The father replies by drawing a series of strokes
in the air as if the characters
would appear, drawn from a pen in his mind.
It never enters his mind
that his endemic child
would not be able to see the characters
describing the mysterious soup,
nor understand the nature of the strokes
which together tell a story of the edibles in her bowl.
He reaches into his own bowl
and reaches into his mind
to a time when he learned the strokes
so unintelligible to his child.
As he feels the hot soup
warming his body, the characters
in the air dissolve. These characters,
contained in the bowl,
represent the ingredients in the soup
They appear as words in his mind
and he realizes that his child
may never see the significance of these strokes
unless these invisible strokes
were learned.
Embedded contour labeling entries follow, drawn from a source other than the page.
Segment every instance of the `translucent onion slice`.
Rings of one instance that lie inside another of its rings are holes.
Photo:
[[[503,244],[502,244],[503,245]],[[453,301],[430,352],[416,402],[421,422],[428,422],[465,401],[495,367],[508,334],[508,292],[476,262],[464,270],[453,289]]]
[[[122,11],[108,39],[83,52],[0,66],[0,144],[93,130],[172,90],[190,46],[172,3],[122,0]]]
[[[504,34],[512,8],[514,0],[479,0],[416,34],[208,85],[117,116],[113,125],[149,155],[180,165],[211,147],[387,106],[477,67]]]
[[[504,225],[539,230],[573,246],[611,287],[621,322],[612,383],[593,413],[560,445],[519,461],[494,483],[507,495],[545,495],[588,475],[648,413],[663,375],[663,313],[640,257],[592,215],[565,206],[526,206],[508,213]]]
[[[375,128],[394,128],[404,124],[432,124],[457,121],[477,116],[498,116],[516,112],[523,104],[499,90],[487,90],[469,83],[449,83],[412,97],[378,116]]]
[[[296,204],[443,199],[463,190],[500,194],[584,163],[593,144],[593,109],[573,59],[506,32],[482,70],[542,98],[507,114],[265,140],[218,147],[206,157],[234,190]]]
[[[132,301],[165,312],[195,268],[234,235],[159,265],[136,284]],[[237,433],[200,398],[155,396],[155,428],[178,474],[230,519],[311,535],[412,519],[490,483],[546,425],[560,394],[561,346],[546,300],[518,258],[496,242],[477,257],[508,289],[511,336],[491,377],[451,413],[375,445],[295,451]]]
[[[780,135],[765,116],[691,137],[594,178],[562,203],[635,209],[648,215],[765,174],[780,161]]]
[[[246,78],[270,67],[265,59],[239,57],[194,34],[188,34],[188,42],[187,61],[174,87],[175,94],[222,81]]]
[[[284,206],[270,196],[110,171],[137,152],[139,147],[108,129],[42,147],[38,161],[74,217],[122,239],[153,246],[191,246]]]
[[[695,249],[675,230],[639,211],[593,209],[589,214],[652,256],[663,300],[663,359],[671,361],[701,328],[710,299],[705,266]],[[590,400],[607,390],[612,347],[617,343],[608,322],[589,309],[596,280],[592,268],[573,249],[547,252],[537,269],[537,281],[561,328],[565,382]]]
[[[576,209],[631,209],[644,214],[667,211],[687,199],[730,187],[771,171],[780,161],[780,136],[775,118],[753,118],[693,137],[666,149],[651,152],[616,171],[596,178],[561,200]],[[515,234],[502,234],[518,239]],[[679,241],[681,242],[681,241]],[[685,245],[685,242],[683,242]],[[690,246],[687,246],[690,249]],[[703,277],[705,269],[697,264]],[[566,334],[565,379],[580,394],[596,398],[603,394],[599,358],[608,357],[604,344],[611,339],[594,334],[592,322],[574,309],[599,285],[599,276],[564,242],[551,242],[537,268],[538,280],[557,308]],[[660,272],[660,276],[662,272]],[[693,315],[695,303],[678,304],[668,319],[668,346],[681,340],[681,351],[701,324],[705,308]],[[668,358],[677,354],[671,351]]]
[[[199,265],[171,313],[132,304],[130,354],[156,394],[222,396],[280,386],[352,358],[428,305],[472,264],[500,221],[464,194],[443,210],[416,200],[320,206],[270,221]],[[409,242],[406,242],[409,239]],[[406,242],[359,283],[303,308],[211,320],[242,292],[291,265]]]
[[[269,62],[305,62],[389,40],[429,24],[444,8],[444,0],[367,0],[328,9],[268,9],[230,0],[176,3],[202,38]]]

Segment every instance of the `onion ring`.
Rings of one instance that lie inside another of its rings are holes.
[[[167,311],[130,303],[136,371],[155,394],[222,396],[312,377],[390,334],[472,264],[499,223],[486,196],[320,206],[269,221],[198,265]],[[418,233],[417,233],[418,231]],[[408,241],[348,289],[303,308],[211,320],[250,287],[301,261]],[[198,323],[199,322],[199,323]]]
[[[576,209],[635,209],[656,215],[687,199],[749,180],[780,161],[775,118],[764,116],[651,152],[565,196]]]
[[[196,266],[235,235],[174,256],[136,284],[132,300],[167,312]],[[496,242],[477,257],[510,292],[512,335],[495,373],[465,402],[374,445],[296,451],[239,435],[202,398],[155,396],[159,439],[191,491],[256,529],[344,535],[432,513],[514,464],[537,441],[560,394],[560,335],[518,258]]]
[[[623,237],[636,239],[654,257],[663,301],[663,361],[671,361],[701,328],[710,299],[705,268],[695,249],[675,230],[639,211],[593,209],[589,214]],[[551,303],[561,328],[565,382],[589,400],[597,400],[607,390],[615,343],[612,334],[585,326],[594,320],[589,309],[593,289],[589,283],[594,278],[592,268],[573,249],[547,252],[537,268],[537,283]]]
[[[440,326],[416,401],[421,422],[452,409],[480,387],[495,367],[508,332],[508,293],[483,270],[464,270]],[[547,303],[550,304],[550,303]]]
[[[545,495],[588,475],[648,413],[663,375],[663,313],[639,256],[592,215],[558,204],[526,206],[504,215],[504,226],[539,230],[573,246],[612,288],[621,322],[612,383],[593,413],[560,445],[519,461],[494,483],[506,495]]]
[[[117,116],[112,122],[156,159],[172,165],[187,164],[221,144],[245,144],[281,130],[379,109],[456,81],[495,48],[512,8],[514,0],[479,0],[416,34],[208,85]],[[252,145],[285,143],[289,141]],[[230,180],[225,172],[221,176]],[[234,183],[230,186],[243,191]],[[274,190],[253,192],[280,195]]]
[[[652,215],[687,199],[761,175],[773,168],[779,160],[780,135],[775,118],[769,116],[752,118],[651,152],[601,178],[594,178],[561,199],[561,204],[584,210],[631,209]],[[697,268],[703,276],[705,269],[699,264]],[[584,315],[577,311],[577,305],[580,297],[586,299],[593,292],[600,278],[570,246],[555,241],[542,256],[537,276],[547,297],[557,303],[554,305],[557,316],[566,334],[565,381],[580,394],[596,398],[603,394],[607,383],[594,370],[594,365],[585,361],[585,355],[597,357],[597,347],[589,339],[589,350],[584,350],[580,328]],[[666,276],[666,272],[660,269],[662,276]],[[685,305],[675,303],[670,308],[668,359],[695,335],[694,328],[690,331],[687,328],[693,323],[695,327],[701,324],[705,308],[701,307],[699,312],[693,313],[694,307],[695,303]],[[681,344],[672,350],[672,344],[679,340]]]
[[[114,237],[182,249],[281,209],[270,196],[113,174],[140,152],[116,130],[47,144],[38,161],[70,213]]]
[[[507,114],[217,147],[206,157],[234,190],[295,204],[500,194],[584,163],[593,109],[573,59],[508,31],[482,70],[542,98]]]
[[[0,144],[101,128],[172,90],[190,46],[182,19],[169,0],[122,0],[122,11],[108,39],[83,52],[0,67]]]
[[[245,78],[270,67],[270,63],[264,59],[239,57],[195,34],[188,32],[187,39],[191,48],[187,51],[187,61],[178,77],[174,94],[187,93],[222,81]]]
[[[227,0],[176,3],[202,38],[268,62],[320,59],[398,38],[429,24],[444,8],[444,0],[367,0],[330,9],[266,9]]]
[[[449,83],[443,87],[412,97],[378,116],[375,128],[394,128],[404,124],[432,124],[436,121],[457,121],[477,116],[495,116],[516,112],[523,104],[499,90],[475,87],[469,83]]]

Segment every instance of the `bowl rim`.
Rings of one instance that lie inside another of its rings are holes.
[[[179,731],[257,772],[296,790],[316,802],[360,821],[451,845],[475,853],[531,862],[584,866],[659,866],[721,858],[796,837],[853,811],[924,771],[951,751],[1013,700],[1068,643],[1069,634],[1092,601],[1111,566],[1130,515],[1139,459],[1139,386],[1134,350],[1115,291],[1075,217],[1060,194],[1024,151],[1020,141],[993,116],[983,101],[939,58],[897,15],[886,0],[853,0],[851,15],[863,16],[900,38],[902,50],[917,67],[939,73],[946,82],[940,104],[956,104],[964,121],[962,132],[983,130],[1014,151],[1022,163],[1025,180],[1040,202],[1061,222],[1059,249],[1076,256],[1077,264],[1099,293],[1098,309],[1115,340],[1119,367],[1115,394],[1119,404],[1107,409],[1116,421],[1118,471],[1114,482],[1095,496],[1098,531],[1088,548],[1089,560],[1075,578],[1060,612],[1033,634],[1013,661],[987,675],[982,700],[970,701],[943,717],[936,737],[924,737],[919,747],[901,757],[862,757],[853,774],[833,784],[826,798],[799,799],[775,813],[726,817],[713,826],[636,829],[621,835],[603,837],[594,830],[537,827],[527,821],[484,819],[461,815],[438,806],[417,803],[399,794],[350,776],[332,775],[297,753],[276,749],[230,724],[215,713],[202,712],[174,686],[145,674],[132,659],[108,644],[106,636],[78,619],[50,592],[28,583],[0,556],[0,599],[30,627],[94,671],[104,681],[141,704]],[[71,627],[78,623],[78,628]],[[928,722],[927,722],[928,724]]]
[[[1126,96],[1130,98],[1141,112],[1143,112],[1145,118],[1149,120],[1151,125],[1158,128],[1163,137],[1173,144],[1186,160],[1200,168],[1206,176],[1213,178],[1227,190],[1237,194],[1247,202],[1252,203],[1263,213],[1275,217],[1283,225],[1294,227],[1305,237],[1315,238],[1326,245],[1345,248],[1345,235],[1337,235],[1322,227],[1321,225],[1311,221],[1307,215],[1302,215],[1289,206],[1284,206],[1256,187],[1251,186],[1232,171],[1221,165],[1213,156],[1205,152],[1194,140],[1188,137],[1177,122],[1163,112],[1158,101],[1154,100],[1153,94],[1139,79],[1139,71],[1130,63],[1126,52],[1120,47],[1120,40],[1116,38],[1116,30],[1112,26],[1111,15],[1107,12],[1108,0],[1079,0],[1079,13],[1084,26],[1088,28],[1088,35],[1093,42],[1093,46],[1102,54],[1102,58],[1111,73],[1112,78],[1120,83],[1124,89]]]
Just as his own father taught these characters
to his native-born child
so must he take what is in the bowl
and in his mind
and make more of the words than just a tasty soup.
As the father lowers the steaming soup
from his lips, all the strokes
making up the words in his mind
reform into characters
consisting of more than what was in the bowl
all of which he must show to his child.
"Finish your soup and put away your bowl, I have some characters I want to show you." As the child sits by her father and watches, the strokes flow out of a mind and onto a page.